Protestant bishop of Berlin apologizes for anti-LGBTQ Church history

Fri. July 23, 2021 3:41 PM by Gerald Farinas

marienkirche is the protestant cathedral in berlin

photo credit // jörg zägel

Dr. Stäblein denounced Church teaching that LGBTQ persons suppress themselves and live a life of celibacy.

Ahead of Berlin's Pride weekend, Most Rev. Dr. Christian Stäblein of the Evengelical Church of Germany asked for people's forgiveness for historic homophobia and transphobia in the Protestant religion.

Dressed in his black alb and white collar, Dr. Stäblein addressed congregants of the Marienkirche cathedral, educating them on the abuses of the Church against lesbian, gay, bisexual, transgender, and queer persons.
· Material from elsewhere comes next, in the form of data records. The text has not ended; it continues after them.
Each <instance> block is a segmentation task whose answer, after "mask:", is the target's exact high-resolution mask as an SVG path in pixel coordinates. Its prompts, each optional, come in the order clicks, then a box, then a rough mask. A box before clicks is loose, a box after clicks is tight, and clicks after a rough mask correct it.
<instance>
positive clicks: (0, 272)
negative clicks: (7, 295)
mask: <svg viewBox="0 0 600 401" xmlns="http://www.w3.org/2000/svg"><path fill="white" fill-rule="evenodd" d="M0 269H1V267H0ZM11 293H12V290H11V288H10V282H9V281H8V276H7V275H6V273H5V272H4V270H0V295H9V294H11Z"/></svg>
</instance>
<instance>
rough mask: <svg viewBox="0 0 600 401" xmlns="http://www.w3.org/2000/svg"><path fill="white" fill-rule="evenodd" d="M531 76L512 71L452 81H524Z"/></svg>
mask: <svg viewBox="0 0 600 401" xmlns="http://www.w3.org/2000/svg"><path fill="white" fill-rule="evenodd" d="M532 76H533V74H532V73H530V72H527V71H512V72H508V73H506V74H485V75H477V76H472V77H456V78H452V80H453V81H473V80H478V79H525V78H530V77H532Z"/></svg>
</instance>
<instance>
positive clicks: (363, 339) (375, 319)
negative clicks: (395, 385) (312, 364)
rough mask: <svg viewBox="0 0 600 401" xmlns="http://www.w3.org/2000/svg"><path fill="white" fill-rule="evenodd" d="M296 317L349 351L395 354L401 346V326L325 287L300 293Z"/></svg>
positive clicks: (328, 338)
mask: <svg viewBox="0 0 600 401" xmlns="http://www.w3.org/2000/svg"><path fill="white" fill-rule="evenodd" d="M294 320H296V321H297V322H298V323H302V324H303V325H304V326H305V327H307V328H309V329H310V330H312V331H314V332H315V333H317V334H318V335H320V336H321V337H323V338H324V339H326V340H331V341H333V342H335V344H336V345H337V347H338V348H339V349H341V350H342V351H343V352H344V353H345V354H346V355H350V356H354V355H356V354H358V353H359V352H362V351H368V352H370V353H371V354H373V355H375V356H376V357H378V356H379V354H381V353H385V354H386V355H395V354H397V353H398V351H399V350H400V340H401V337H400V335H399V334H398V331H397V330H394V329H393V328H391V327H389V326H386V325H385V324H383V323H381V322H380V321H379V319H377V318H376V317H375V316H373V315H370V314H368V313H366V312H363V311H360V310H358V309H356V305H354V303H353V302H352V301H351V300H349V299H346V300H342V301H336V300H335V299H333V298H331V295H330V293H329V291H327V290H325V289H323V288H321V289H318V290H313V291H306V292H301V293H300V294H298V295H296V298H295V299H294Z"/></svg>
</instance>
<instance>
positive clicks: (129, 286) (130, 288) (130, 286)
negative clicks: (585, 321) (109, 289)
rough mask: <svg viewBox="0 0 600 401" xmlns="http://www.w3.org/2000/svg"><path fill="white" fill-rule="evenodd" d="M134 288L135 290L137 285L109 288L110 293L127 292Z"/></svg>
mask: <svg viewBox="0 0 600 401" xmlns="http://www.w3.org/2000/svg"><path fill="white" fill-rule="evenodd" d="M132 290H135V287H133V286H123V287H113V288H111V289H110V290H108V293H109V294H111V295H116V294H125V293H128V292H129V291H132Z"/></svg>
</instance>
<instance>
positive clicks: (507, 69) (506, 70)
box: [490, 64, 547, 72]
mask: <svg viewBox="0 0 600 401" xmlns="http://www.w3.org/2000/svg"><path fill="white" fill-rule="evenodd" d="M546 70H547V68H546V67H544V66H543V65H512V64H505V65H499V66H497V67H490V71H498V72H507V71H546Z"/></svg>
These grievances included the firing of LGBTQ persons working for the Church, Church investigations with disrespectful questioning that delved deep into personal lives, and the turning away of LGBTQ persons looking to use housing and other facilities the Church offered others.

Dr. Stäblein denounced Church teaching that LGBTQ persons suppress themselves and live a life of celibacy.

He also denounced the Church's defrocking of their own clergy found to be gay.

"We discriminated them and made them pariahs," he said. "We have to assume that more people were hurt by these practices that we know of or can document."

Asking forgiveness from God, Dr. Stäblein said, "We bear responsibility as a community for these wrongs."

While the denomination Dr. Stäblein belongs to has moved toward full inclusion of LGBTQ persons in the Church, some congregations within are still hobbling at a slower pace.

Meanwhile, German Catholic bishops are turning a blind eye toward their priests offering blessings to same-sex couples, despite a Vatican declaration against it.